Would be more effective in talking Trump down if it comes from rank-and-file, not leadership or YOLO caucus
— Andrew Desiderio (@AndrewDesiderio) June 23, 2026
Cornyn seems primed to help continue holding Trump’s nomination hostage, telling Semafor that Trump is “due a little deference on his Cabinet.” The idea that a voter mandate should dictate nominations is a foreign concept to Cornyn, which is why he’s demanding Trump bend the knee.
There are 51 nominations pending on the Senate’s Executive Calendar, despite Republicans holding the majority. This doesn’t count the two open Cabinet positions (attorney general and Director of National Intelligence) that haven’t made it to the calendar yet.
Cornyn is not alone. He is part of a recognizable pattern among former and outgoing GOP officials who treat Trump’s power as a personal betrayal rather than a voter mandate. Mitt Romney has spent years casting Trump as temperamentally unfit to hold office. Mike Pence broke with Trump over January 6 and has never fully moved on. Retiring North Carolina Sen. Thom Tillis has similarly used his remaining power to resist specific voter-backed priorities, framing the resistance as proof of his so-called “principles.”
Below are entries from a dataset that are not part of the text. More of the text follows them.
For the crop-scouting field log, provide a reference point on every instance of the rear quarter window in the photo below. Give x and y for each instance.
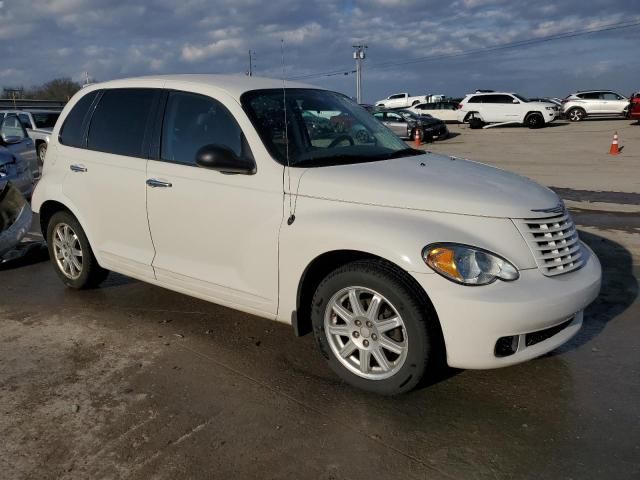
(72, 132)
(119, 122)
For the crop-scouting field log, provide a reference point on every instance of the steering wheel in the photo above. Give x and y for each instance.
(341, 138)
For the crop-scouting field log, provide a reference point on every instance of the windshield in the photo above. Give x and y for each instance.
(409, 115)
(45, 120)
(322, 128)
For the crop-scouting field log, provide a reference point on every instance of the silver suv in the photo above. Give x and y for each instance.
(594, 103)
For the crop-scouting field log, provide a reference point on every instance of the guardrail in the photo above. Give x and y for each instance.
(23, 104)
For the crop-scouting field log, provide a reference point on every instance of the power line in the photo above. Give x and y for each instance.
(517, 44)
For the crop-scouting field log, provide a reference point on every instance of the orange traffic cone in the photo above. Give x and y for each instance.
(614, 150)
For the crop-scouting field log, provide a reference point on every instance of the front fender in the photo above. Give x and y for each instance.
(49, 189)
(397, 235)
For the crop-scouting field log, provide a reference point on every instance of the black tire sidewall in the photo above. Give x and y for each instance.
(392, 288)
(42, 148)
(537, 124)
(89, 273)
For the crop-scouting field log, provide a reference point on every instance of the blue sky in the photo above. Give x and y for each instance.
(44, 39)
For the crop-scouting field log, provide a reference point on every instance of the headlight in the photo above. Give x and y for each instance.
(468, 265)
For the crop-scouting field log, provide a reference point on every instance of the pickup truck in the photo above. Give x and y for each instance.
(38, 124)
(403, 100)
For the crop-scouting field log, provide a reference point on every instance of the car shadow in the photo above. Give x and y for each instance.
(25, 254)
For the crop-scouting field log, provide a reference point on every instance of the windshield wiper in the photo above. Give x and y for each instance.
(405, 152)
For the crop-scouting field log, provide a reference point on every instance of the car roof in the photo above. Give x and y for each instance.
(490, 93)
(31, 110)
(234, 85)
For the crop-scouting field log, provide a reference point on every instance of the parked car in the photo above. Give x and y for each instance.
(39, 124)
(633, 110)
(15, 217)
(594, 103)
(17, 155)
(555, 101)
(432, 128)
(502, 107)
(446, 111)
(401, 100)
(398, 260)
(404, 123)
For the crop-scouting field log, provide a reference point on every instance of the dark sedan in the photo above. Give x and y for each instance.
(17, 152)
(405, 123)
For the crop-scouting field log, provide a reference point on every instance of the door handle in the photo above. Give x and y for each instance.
(153, 183)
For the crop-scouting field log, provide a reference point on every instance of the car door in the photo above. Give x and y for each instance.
(25, 148)
(215, 234)
(106, 175)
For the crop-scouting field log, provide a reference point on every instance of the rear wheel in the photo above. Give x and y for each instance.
(71, 254)
(576, 114)
(534, 120)
(42, 151)
(475, 123)
(374, 329)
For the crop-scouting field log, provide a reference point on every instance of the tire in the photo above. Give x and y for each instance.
(65, 237)
(42, 151)
(475, 123)
(401, 338)
(534, 120)
(576, 115)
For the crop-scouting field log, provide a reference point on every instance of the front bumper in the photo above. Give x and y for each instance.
(473, 319)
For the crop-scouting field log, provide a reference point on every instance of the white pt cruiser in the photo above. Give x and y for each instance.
(295, 204)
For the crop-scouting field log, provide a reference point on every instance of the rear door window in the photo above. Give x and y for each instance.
(192, 121)
(72, 132)
(25, 120)
(119, 123)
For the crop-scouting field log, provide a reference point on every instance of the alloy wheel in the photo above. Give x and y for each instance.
(67, 251)
(575, 115)
(366, 333)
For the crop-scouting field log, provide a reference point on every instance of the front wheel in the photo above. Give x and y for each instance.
(71, 254)
(42, 152)
(534, 120)
(576, 115)
(373, 327)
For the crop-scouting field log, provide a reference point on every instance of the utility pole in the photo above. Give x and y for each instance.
(250, 72)
(359, 56)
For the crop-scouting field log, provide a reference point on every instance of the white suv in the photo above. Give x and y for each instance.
(397, 260)
(594, 103)
(500, 107)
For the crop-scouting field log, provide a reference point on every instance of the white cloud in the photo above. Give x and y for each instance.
(194, 53)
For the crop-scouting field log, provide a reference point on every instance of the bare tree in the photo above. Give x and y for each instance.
(56, 89)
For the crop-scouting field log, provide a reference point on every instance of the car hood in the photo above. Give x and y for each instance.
(46, 131)
(431, 182)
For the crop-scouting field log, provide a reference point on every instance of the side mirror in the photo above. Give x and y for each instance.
(223, 159)
(11, 134)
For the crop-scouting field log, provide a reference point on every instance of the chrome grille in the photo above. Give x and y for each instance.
(554, 242)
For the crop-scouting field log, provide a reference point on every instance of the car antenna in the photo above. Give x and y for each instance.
(292, 216)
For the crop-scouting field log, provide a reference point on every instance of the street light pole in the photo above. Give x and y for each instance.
(359, 56)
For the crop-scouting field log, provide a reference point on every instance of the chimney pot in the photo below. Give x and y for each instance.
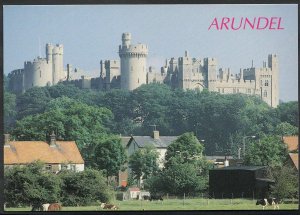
(156, 135)
(6, 139)
(52, 139)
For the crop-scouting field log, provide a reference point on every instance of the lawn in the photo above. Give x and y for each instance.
(179, 204)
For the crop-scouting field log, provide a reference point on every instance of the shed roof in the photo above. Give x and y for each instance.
(162, 142)
(249, 168)
(291, 142)
(24, 152)
(295, 158)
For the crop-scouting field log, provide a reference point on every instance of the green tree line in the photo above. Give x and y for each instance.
(221, 120)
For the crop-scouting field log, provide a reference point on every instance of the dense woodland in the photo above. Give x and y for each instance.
(96, 119)
(88, 116)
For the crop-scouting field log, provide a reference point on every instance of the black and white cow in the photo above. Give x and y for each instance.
(156, 197)
(268, 201)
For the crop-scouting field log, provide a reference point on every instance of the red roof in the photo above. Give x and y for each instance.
(291, 142)
(134, 189)
(24, 152)
(295, 158)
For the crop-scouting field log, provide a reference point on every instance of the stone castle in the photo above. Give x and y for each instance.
(131, 71)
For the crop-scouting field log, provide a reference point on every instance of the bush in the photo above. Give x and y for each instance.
(84, 188)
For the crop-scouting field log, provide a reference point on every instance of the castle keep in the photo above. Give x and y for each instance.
(131, 71)
(40, 72)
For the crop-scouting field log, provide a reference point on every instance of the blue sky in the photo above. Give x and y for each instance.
(91, 33)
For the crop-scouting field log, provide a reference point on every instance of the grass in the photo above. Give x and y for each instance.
(178, 204)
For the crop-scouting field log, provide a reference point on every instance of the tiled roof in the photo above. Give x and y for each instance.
(295, 158)
(162, 142)
(23, 152)
(124, 141)
(133, 189)
(291, 142)
(250, 168)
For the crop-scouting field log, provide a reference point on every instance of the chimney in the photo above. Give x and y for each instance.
(52, 139)
(156, 135)
(6, 140)
(226, 162)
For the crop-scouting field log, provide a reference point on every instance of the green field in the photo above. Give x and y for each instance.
(178, 204)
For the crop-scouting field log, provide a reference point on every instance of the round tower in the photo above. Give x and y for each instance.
(133, 63)
(41, 73)
(57, 61)
(126, 39)
(49, 48)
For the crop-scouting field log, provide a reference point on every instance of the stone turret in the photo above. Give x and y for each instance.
(133, 63)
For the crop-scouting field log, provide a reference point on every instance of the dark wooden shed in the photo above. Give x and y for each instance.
(238, 182)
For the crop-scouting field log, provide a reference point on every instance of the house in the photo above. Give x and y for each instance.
(133, 192)
(57, 155)
(292, 143)
(161, 144)
(239, 182)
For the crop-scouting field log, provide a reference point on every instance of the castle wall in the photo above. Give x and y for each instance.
(57, 61)
(133, 63)
(155, 77)
(16, 81)
(112, 70)
(37, 73)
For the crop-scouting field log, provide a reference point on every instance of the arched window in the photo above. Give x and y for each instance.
(266, 83)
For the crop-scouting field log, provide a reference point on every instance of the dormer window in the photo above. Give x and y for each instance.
(266, 83)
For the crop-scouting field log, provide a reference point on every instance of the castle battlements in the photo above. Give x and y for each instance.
(130, 71)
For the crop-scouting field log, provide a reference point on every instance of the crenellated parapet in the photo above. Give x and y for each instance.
(137, 51)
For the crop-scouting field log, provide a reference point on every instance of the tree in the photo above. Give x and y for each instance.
(286, 129)
(286, 182)
(143, 163)
(71, 120)
(149, 105)
(83, 188)
(289, 112)
(185, 149)
(109, 156)
(268, 151)
(30, 185)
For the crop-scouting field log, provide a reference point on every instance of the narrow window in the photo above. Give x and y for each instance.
(266, 83)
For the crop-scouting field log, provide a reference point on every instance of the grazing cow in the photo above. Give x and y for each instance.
(268, 201)
(108, 206)
(45, 207)
(37, 207)
(54, 207)
(146, 197)
(155, 197)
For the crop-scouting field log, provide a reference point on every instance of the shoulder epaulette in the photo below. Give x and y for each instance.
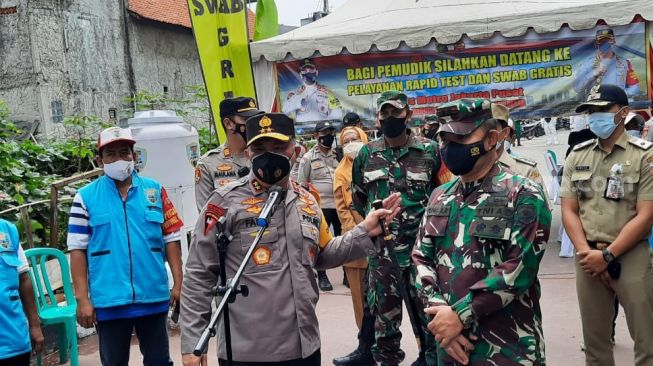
(525, 161)
(642, 144)
(584, 144)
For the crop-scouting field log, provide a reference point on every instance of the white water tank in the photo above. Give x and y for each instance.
(167, 150)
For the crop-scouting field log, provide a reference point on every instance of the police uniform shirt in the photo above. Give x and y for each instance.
(215, 169)
(319, 169)
(277, 321)
(586, 178)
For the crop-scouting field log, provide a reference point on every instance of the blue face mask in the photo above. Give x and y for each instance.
(602, 124)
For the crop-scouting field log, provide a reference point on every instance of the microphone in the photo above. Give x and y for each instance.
(276, 195)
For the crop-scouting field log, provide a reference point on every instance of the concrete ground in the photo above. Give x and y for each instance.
(562, 327)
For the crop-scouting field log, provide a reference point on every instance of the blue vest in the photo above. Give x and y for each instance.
(14, 332)
(126, 253)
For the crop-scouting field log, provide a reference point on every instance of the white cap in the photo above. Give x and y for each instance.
(113, 134)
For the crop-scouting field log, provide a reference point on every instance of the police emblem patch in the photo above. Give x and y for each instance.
(262, 255)
(151, 195)
(254, 209)
(4, 243)
(252, 201)
(309, 210)
(265, 124)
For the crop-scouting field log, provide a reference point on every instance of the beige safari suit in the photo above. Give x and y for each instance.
(585, 177)
(215, 169)
(277, 321)
(318, 169)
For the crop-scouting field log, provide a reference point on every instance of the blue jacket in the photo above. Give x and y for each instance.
(14, 332)
(126, 253)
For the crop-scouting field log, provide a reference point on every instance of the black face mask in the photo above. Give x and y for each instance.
(393, 126)
(310, 77)
(326, 141)
(461, 158)
(240, 130)
(430, 134)
(271, 167)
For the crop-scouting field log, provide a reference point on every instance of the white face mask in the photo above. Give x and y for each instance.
(119, 170)
(352, 148)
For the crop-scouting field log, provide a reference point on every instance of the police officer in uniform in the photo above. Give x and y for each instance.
(479, 247)
(227, 162)
(607, 211)
(19, 321)
(312, 101)
(318, 167)
(276, 324)
(606, 67)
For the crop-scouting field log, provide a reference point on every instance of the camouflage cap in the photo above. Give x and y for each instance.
(463, 116)
(394, 98)
(431, 119)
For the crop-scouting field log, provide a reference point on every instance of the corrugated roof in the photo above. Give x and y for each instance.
(174, 12)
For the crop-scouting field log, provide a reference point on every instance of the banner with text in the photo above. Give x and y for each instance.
(220, 30)
(535, 75)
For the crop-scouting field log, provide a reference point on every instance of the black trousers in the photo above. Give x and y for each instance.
(151, 331)
(19, 360)
(312, 360)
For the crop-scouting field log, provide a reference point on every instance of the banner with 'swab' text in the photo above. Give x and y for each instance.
(535, 75)
(220, 29)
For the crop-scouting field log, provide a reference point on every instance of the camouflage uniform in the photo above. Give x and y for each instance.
(377, 172)
(215, 169)
(478, 250)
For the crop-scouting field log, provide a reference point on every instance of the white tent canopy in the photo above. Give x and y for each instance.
(358, 25)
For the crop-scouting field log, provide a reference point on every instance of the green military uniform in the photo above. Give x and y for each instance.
(478, 250)
(378, 171)
(215, 169)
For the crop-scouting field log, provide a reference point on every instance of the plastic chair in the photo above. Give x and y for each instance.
(51, 313)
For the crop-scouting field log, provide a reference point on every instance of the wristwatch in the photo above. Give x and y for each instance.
(607, 256)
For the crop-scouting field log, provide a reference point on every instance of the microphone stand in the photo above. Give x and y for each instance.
(229, 288)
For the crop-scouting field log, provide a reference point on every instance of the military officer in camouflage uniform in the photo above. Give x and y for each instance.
(397, 162)
(607, 211)
(479, 247)
(222, 165)
(276, 324)
(515, 164)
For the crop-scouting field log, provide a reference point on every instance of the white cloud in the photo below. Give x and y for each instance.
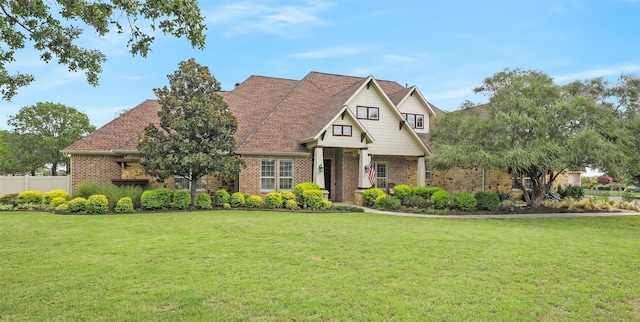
(283, 20)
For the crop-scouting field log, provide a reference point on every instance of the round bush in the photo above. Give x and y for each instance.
(273, 200)
(124, 205)
(57, 193)
(254, 202)
(97, 204)
(487, 201)
(237, 200)
(402, 191)
(57, 201)
(464, 201)
(440, 200)
(203, 201)
(291, 204)
(221, 197)
(181, 200)
(370, 195)
(156, 199)
(77, 204)
(301, 187)
(30, 196)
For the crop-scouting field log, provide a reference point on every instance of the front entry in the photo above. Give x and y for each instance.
(327, 175)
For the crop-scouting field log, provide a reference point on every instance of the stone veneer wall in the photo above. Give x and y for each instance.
(249, 179)
(98, 169)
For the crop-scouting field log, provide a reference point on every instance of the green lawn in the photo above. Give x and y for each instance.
(260, 265)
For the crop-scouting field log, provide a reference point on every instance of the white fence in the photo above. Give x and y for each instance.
(19, 184)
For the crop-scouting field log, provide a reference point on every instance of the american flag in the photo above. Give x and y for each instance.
(372, 174)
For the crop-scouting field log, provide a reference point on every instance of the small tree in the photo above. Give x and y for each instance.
(195, 136)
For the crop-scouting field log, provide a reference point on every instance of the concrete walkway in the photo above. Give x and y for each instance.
(566, 214)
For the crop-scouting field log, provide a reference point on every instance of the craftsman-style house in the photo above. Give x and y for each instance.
(328, 129)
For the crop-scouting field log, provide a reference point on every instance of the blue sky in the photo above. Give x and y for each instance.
(446, 48)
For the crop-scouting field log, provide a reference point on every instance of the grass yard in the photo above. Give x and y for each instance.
(260, 265)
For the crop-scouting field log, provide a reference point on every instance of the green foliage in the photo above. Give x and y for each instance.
(440, 200)
(57, 193)
(402, 191)
(273, 200)
(30, 196)
(237, 200)
(385, 202)
(487, 201)
(57, 201)
(156, 199)
(254, 202)
(124, 205)
(570, 191)
(77, 204)
(9, 199)
(312, 199)
(204, 201)
(291, 204)
(45, 129)
(195, 136)
(221, 196)
(464, 201)
(56, 29)
(370, 195)
(97, 204)
(301, 187)
(181, 200)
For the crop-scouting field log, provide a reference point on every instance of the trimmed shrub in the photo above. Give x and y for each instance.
(57, 193)
(413, 201)
(291, 204)
(312, 199)
(156, 199)
(181, 200)
(301, 187)
(385, 202)
(9, 199)
(287, 195)
(440, 200)
(30, 196)
(203, 201)
(237, 200)
(254, 202)
(57, 201)
(273, 200)
(487, 201)
(220, 197)
(402, 191)
(97, 204)
(77, 204)
(124, 205)
(464, 201)
(370, 195)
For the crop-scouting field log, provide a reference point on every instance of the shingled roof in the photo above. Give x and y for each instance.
(273, 114)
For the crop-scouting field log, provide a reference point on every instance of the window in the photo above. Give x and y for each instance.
(342, 130)
(381, 175)
(182, 183)
(415, 121)
(268, 175)
(286, 174)
(368, 113)
(272, 179)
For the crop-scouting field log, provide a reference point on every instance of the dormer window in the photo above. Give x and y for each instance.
(342, 130)
(368, 113)
(415, 121)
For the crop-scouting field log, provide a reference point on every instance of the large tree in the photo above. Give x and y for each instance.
(43, 130)
(196, 133)
(54, 28)
(533, 127)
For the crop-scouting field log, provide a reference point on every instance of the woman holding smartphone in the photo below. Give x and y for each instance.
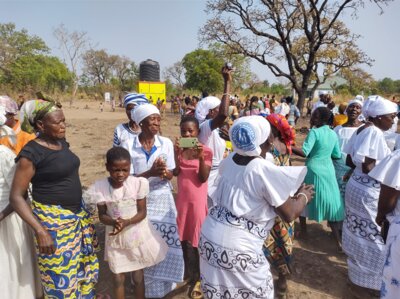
(193, 165)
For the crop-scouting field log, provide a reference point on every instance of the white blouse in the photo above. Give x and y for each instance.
(370, 143)
(253, 191)
(163, 147)
(388, 173)
(123, 137)
(212, 139)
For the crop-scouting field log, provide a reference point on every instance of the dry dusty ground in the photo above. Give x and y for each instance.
(320, 271)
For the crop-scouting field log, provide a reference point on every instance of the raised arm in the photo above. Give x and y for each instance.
(219, 120)
(294, 205)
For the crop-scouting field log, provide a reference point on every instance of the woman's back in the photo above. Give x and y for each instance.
(321, 143)
(253, 190)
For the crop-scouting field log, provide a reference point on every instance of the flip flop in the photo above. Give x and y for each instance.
(196, 292)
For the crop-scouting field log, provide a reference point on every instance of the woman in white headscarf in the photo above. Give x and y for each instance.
(251, 192)
(344, 133)
(361, 234)
(211, 114)
(125, 133)
(21, 136)
(153, 158)
(17, 255)
(388, 174)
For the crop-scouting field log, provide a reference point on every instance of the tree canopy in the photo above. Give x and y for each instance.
(296, 40)
(203, 71)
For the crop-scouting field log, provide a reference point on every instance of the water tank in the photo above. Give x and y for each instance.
(149, 70)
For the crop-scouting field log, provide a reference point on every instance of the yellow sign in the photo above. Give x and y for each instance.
(152, 90)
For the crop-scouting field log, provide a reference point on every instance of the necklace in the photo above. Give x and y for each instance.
(111, 189)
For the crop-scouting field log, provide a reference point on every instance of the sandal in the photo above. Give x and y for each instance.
(196, 292)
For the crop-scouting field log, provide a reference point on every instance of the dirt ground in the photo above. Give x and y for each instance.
(320, 271)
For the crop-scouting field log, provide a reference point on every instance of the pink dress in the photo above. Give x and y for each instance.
(191, 201)
(138, 245)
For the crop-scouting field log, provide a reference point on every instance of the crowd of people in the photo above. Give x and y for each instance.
(232, 219)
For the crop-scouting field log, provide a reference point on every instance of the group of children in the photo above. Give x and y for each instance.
(131, 242)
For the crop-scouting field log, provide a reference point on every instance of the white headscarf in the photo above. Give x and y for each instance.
(4, 129)
(355, 101)
(203, 107)
(141, 112)
(376, 105)
(135, 98)
(359, 97)
(248, 133)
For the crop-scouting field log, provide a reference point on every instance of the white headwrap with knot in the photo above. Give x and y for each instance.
(135, 98)
(141, 112)
(203, 107)
(4, 129)
(376, 105)
(248, 133)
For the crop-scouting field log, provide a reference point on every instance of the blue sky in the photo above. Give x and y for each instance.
(166, 30)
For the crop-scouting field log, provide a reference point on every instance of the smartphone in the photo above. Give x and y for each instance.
(188, 142)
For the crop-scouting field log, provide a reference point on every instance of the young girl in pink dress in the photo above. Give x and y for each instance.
(131, 243)
(193, 167)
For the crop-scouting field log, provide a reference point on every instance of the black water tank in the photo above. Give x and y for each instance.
(149, 70)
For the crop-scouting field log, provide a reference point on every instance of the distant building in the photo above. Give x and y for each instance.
(329, 86)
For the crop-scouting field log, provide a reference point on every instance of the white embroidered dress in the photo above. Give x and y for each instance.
(362, 241)
(388, 173)
(137, 246)
(232, 263)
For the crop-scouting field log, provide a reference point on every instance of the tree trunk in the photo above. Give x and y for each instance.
(74, 90)
(302, 98)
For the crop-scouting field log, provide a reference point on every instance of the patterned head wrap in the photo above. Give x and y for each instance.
(34, 110)
(135, 98)
(141, 112)
(4, 129)
(376, 105)
(9, 104)
(248, 133)
(204, 106)
(356, 101)
(287, 132)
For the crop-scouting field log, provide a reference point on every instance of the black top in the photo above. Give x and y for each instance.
(56, 180)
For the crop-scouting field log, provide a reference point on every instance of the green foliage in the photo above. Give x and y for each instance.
(203, 71)
(241, 63)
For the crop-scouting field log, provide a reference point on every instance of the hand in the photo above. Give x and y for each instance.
(331, 105)
(45, 242)
(159, 168)
(224, 133)
(227, 74)
(346, 177)
(119, 225)
(200, 151)
(177, 149)
(380, 219)
(307, 190)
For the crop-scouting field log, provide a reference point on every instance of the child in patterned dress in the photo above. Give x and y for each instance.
(131, 242)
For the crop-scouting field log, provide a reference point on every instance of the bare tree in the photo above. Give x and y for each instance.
(297, 40)
(73, 45)
(175, 73)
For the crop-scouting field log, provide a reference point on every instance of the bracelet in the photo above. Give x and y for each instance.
(305, 197)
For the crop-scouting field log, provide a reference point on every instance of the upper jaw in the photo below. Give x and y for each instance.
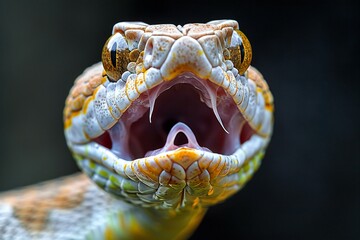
(173, 177)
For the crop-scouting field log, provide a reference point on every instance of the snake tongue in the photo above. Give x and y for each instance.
(172, 136)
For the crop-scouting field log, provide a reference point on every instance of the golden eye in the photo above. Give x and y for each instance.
(240, 51)
(115, 56)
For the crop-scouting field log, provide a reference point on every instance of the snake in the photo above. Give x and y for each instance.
(172, 121)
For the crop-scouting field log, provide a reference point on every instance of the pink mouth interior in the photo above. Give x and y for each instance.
(182, 116)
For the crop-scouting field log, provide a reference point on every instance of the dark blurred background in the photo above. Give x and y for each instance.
(308, 186)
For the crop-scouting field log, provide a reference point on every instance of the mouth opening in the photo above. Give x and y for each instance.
(184, 112)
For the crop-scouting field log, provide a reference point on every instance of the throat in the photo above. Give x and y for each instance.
(185, 112)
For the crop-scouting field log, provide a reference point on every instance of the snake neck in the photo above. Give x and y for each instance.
(148, 223)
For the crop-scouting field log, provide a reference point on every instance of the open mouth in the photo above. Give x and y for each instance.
(185, 112)
(173, 117)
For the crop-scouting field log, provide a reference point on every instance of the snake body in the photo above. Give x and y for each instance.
(152, 176)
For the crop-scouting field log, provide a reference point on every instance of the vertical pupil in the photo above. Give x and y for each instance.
(113, 54)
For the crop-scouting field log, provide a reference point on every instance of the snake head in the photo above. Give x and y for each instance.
(174, 117)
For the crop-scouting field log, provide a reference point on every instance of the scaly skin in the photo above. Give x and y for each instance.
(164, 195)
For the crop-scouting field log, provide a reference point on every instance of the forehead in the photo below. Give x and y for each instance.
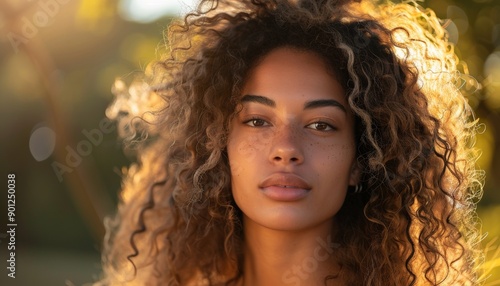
(292, 74)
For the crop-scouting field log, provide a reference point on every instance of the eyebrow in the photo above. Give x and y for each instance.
(259, 99)
(308, 105)
(323, 103)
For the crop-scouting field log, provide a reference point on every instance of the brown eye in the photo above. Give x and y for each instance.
(256, 122)
(321, 126)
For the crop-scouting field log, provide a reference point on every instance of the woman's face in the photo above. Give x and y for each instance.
(291, 147)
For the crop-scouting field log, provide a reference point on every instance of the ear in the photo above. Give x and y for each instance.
(355, 174)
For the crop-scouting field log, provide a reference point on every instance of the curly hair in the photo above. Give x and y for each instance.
(414, 221)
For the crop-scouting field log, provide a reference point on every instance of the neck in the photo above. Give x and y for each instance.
(277, 257)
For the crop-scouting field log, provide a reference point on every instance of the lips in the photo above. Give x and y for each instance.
(285, 180)
(285, 187)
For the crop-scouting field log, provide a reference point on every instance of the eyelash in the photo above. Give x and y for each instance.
(251, 122)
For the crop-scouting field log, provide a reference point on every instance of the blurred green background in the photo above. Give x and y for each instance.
(58, 60)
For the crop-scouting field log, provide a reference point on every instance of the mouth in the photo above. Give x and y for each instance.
(285, 187)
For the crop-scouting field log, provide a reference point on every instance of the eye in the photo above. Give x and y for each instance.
(256, 122)
(321, 126)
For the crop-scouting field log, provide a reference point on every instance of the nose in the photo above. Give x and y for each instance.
(286, 147)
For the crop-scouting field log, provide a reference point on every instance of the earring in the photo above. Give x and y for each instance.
(358, 188)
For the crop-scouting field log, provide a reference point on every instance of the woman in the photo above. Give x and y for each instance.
(298, 143)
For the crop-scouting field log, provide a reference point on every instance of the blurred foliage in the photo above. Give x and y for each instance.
(57, 71)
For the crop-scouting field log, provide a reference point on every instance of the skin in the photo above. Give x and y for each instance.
(292, 154)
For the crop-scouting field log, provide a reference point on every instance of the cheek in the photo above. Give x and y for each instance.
(245, 150)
I think it’s pretty easy to see now why Cornyn lost his primary race. He is simply out of step with the Republican base. https://t.co/IYIk3oqZWv
— Megan Basham (@megbasham) June 23, 2026
What they view as “principled conservatism” voters see as the establishment Republican Party’s response to repeated electoral rejection. When the base chooses America First-aligned candidates in primaries, the old guard’s response is rarely gracious enough to admit that “the voters have spoken.” Instead, it is a steady drip of commentary on chaos and pearl-clutching about how this is a “departure from norms.”
It exposes what voters sensed was true all along: Cornyn, Romney, Pence, Tillis, and others like them view Americans who voted against their version of the GOP as something lesser than them. The establishment believes American voters are too dumb to know what’s good for them. (RELATED: JD Vance’s Stock Goes Up As Iran War Winds Down)
In Cornyn’s case, GOP voters made their choice. But he is either unwilling or unable to accept the reality that the voters are just not that into him.